Search code examples
pdffontspostscript

The 14 standard PDF fonts and character encoding


I'm having difficulty producing PDFs that make use of the 14 standard PDF fonts. Let's use Times-Roman as an example.

I create a Font dictionary of type Type1, with BaseFont set to Times-Roman. If I omit the Encoding entry to the Font dictionary, or add an Encoding dictionary without a BaseEncoding set, the PDF viewer application should use the font's built-in encoding. For Times-Roman, this is AdobeStandardEncoding.

This works fine for ASCII characters. However, something more exotic like the 'fi' ligature (AdobeStandardEncoding code 174) is not displayed correctly by all PDF viewers:

  • Adobe Reader shows ® (unicode index 174) for Times-Roman and Ă for Times-Italic
  • SumatraPDF (wine) shows ® for both fonts
  • Mozilla's PDF.js shows the 'AE' ligature both fonts

All other PDF viewers I've tried, display the 'fi' ligature properly. They also display the € symbol correctly, which is additionally mapped using the Differences array in the Encoding dictionary (because it is not included in AdobeStandardEncoding):

  • Apple Preview/Skim
  • GhostScript
  • PDF-XChange Viewer (wine)
  • Foxit Reader (wine)
  • Chromium's internal PDF viewer
  • Evince (homebrew)

Opening Adobe Reader's Document Properties window shows:

Times-Roman
    Type: Type1
    Encoding: Custom
    Actual Font: Times-Roman
    Actual Font Type: TrueType

I suspect the fact that a TrueType font is being used instead of a Type1 font might be related to the problem. The PDF specification:

StandardEncoding Adobe standard Latin-text encoding. This is the built-in encoding defined in Type 1 Latin-text font programs (but generally not in TrueType font programs).
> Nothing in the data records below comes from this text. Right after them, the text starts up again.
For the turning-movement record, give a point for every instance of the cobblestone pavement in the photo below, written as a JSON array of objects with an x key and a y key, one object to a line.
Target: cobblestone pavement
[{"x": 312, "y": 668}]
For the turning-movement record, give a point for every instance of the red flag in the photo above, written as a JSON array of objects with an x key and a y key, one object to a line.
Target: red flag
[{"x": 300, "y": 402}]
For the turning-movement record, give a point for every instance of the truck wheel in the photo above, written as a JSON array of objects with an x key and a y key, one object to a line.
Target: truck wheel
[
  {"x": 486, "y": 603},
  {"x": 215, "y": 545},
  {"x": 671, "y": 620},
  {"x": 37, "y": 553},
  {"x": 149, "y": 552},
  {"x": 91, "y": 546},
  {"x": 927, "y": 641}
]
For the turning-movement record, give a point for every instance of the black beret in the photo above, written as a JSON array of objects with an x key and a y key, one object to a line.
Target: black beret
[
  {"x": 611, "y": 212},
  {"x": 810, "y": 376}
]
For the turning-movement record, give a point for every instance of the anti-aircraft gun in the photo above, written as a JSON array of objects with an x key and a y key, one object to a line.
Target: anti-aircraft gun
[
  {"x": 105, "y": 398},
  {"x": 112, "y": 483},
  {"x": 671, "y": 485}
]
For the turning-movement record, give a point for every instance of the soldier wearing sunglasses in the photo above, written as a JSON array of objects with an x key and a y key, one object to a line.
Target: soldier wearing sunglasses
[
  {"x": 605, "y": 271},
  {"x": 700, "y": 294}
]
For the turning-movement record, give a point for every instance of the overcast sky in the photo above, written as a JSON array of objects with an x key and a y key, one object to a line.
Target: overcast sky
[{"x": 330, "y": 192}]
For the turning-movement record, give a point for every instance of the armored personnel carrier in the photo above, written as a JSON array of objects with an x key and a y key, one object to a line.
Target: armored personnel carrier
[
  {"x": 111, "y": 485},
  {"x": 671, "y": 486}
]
It also says WinAnsiEncoding and MacRomanEncoding can be used with TrueType fonts. So should we avoid using the built-in or StandardEncoding for the standard 14 fonts? Its effects seem to be undefined. It seems Adobe Reader doesn't bother performing a proper mapping from glyph names to glyphs in the TrueType font being used.

Will providing a Differences array when using the Win or Mac encodings produce proper results? Since these map codepoints to Type1/Postscript glyphs names, there is no direct link to TrueType glyphs.

EDIT Mmm, I have a feeling the Font Descriptor Flags might be important for these standard fonts. I set the flags to 4 up to now for all fonts, which seemed to work fine for True/OpenType fonts.


Solution

  • Turns out the Flags in the FontDescriptor dictionary is important. For Times, the Nonsymbolic flag (bit 6) needs to be set. The fact that Times is actually being typeset using a TrueType font has nothing to do with it.

    To use the built-in encoding of the font, the Encoding entry of the Type1 Font dictionary should not be set. You may only add an Encoding dictionary (with BaseEncoding omitted) if it contains a non-empty Differences array, or Adobe Reader will error.

    With these precautions, the generated PDF displays correctly on all 9 viewer applications listed above.